You showed up strong at grade-ins across the city on March 30 in our fight for a fair contract. Thousands of UFT members from hundreds of schools joined together to do their work in public places and engage the community about their need for more autonomy and better working conditions in the next contract.
You delivered a powerful yet nuanced message about the amount and nature of your work as public school educators. You took piles of papers, laptops and lengthy to-do lists, and you sat in parks, coffee shops and on the street outside your schools to put our invisible labor on public display. You spoke as professionals who are willing to fight to improve your working conditions — because you care deeply about your students and want to better serve them.
In March, we also asked school-based members to fill out an online contract survey on how they spend their workdays. The results showed how much of your time is wasted on DOE-mandated tasks that do not directly benefit your students.
We all know that during the school day your time is scarce. You are hard-pressed to find the time to complete the tasks and projects you know are important for the well-being and academic success of your kids. You scramble to find time to meet with your students one on one, to provide them with individualized written feedback and to plan lessons that will excite them. Whatever time you do have outside the classroom is eaten up by unnecessary tasks that are placed upon you by DOE administrators who never step foot in the classroom.
You are working inside a school system that is not set up for you to succeed, and yet, each day you do succeed. You inspire our kids and make them feel seen and cared for. Your students leave your classrooms with more knowledge, more self-confidence and clearer pathways to the future. Imagine what you could achieve if you had the time and autonomy to do the work that matters most for your students.
In late April, our Contract Action Teams will be organizing leafleting outside schools to distribute the time survey’s key takeaways to school families. Parents deserve to know that their children’s education is being weakened by DOE initiatives and assessments that don’t keep kids at the center.
We continue to make waves with our activism. Over the course of our contract campaign this school year — from wearing blue to holding teach-ins and grade-ins — our Contract Action Teams have done an incredible job mobilizing rank-and-file members across the city. This is how we build our power.

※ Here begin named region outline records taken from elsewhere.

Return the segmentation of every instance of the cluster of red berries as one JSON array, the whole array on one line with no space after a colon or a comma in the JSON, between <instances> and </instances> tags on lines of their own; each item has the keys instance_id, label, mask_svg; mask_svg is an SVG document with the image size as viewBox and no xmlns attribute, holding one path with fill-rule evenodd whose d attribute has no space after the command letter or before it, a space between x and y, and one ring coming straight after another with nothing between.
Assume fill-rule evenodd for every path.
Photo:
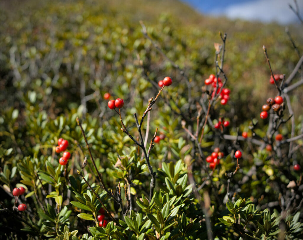
<instances>
[{"instance_id":1,"label":"cluster of red berries","mask_svg":"<svg viewBox=\"0 0 303 240\"><path fill-rule=\"evenodd\" d=\"M25 188L24 187L15 188L13 189L13 195L15 196L15 204L17 202L19 196L25 192ZM25 211L26 210L26 205L24 203L21 203L18 206L18 210L20 212Z\"/></svg>"},{"instance_id":2,"label":"cluster of red berries","mask_svg":"<svg viewBox=\"0 0 303 240\"><path fill-rule=\"evenodd\" d=\"M223 153L220 152L218 147L216 147L214 151L206 158L206 162L209 163L209 168L211 169L215 168L216 166L220 163L220 159L224 156Z\"/></svg>"},{"instance_id":3,"label":"cluster of red berries","mask_svg":"<svg viewBox=\"0 0 303 240\"><path fill-rule=\"evenodd\" d=\"M276 82L283 79L283 75L282 74L275 74L274 75L274 77L275 77L275 80L276 80ZM272 76L270 76L270 78L269 79L269 82L271 84L275 84L275 81L274 81L274 79L272 78Z\"/></svg>"},{"instance_id":4,"label":"cluster of red berries","mask_svg":"<svg viewBox=\"0 0 303 240\"><path fill-rule=\"evenodd\" d=\"M160 87L162 87L163 86L169 86L172 83L172 80L170 77L165 77L163 80L161 80L158 82L158 85Z\"/></svg>"},{"instance_id":5,"label":"cluster of red berries","mask_svg":"<svg viewBox=\"0 0 303 240\"><path fill-rule=\"evenodd\" d=\"M58 146L56 147L56 152L59 153L61 152L65 151L68 146L67 140L60 138L58 140ZM68 159L71 157L71 153L65 151L63 153L63 156L59 159L59 163L61 165L66 165Z\"/></svg>"},{"instance_id":6,"label":"cluster of red berries","mask_svg":"<svg viewBox=\"0 0 303 240\"><path fill-rule=\"evenodd\" d=\"M163 140L165 138L165 135L161 133L158 136L156 136L154 140L154 142L155 143L159 143L161 140Z\"/></svg>"},{"instance_id":7,"label":"cluster of red berries","mask_svg":"<svg viewBox=\"0 0 303 240\"><path fill-rule=\"evenodd\" d=\"M112 95L111 95L111 94L109 93L105 93L103 95L103 97L105 100L108 100L111 96Z\"/></svg>"},{"instance_id":8,"label":"cluster of red berries","mask_svg":"<svg viewBox=\"0 0 303 240\"><path fill-rule=\"evenodd\" d=\"M104 219L105 217L105 215L104 215L105 212L104 209L102 208L100 209L100 210L98 212L100 214L100 215L97 216L97 218L99 221L99 226L100 227L105 227L107 225L107 220Z\"/></svg>"},{"instance_id":9,"label":"cluster of red berries","mask_svg":"<svg viewBox=\"0 0 303 240\"><path fill-rule=\"evenodd\" d=\"M265 119L268 117L267 112L270 109L271 107L275 112L278 112L281 108L281 104L283 103L283 98L281 96L277 96L274 99L270 97L266 101L266 104L262 106L262 111L260 113L260 117Z\"/></svg>"},{"instance_id":10,"label":"cluster of red berries","mask_svg":"<svg viewBox=\"0 0 303 240\"><path fill-rule=\"evenodd\" d=\"M221 126L223 126L225 127L227 127L229 126L229 121L225 121L224 119L220 117L219 119L219 121L216 123L214 125L215 128L217 129L220 129Z\"/></svg>"},{"instance_id":11,"label":"cluster of red berries","mask_svg":"<svg viewBox=\"0 0 303 240\"><path fill-rule=\"evenodd\" d=\"M124 105L124 101L122 98L117 98L116 100L110 100L107 103L107 106L111 109L113 110L117 107L121 108Z\"/></svg>"},{"instance_id":12,"label":"cluster of red berries","mask_svg":"<svg viewBox=\"0 0 303 240\"><path fill-rule=\"evenodd\" d=\"M217 84L218 83L218 89L216 92L216 88L217 87ZM218 94L220 92L221 88L223 85L222 83L222 80L220 77L218 77L218 80L217 78L213 74L211 74L209 75L209 77L207 79L205 79L204 81L204 83L205 85L210 85L211 84L211 86L214 88L212 93L211 94L211 97L213 97L216 94ZM227 103L228 100L229 99L229 94L230 94L230 90L228 88L222 88L222 90L220 94L220 96L219 98L221 99L220 102L222 105L225 105Z\"/></svg>"}]
</instances>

We are at a stronger place as a union than we were a year ago. We are using the muscle of activism. We have engaged our communities in a conversation about what is important to us as a profession. We have used our superpower — the power to educate — to make our voices heard. And we will keep on pushing until we have the contract we deserve.
Let’s show the mayor and the DOE what it looks like when we all stand shoulder to shoulder and fight for our cause with one voice.